Feature

Coal Story

Coal has been important in our past, and has an even more important, but changing, role to play in the future.

By P A Toynbee

Coal makes up 95.6% of the recoverable reserves of New Zealand's fossil fuels. If the use of all forms of primary energy continued unchanged at 1986 consumption levels, and if these were supplied from our indigenous resources, coal would last some 1,661 years, while we would run out of oil and condensate in 7 years, and natural gas in 28 years.

New Zealand's traditional use of coal has differed radically from that of most Western countries. Overseas, up to 90% of total coal consumption has been in thermal power generation and conventional steel manufacture. Most of our coal has been used as an industrial fuel and in commercial and domestic heating.

These circumstances are changing today. With all the hydro potential of the North Island fully developed -- and a seeming reluctance to develop other sites -- and with possible growth in the steel industry, we can expect to develop a pattern of energy use similar to that overseas. This change, and the increasing direct use of coal as an industrial fuel, will lead to a substantial growth in overall coal consumption.

Coal Types

The geologically older, `high-rank' coals are the bituminous coals. These are high in carbon, low in inherent moisture and high in heating value. At the other extreme are the young, low-rank lignites, which are low in carbon and heating value, and have a high natural moisture content. In between are the sub-bituminous coals, a type not common in most parts of the world, but which are by far the most-used coals in this country.

The bituminous coals of the West Coast were the first coals to be used to any extent in New Zealand. West Coast coal, especially the export coal, still forms a significant proportion of our total coal production, but emphasis has shifted towards sub-bituminous coals, which the early settlers tended to dismiss as `lignites'.
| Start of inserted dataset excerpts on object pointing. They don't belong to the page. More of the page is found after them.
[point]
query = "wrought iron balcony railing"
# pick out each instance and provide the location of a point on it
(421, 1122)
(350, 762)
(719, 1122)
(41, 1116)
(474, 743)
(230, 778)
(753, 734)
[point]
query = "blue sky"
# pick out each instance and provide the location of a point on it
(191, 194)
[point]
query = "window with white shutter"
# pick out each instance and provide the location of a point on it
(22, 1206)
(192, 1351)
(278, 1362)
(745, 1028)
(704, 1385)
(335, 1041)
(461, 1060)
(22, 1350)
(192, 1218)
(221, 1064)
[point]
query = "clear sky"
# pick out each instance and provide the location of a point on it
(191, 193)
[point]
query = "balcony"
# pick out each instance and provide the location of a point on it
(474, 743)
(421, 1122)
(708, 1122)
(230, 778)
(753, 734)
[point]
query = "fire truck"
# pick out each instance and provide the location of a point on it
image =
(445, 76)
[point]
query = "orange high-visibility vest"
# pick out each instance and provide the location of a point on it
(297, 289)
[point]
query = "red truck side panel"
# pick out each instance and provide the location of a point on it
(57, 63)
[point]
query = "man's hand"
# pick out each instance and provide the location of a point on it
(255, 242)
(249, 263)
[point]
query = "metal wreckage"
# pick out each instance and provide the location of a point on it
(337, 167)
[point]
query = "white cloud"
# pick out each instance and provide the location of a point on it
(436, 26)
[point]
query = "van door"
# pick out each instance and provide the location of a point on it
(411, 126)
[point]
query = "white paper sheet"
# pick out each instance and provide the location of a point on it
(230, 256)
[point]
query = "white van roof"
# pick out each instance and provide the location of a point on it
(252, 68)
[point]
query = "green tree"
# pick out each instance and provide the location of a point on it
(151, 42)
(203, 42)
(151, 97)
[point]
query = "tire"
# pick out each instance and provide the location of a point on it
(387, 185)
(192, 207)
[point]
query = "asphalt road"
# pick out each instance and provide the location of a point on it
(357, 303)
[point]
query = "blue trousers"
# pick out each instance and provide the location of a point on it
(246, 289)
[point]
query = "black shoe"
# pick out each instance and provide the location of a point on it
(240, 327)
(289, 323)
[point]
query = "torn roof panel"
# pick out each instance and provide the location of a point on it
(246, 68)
Our sub-bituminous coals are unusual compared to most overseas coals. They have a high moisture content, a low ash level, are low in sulphur and high in volatiles. They also have high reactivity, free-burning characteristics and relatively low ash-fusion temperatures. Our growing understanding of their unique properties has led to the modification of conventional firing systems and development of new ones designed to exploit the special properties of these coals.

Our most abundant coal reserves are the lignites of Southland and Otago. The lignite energy in Southland alone is equal to that of 20 Maui gas fields. The present consumption of lignite by industry, although increasing, is small and the low calorific value of the lignite makes it uneconomical to transport it very far. There is no doubt, however, that it will be on these lignites that New Zealand will ultimately depend for her energy needs.

In view of the finite and strictly limited reserves of fossil fuels -- which in New Zealand, and universally, are predominantely coal -- the use of these at maximum thermal efficiency becomes a vital issue to this and future generations.

Coal is certainly not the form of energy that suits many of our energy needs but it can be converted to a more desirable form -- to a substitute natural gas with a thermal efficiency of 70%, or to a gas of a lower heating value (80%), to petrol (50%) or to electricity (33%).

Gasification Potential

One such conversion process is gasification, likely to bring the greatest change to the way in which we utilise coal. The efficiency of the conversion process is much greater than that of converting coal to electricity in thermal power stations.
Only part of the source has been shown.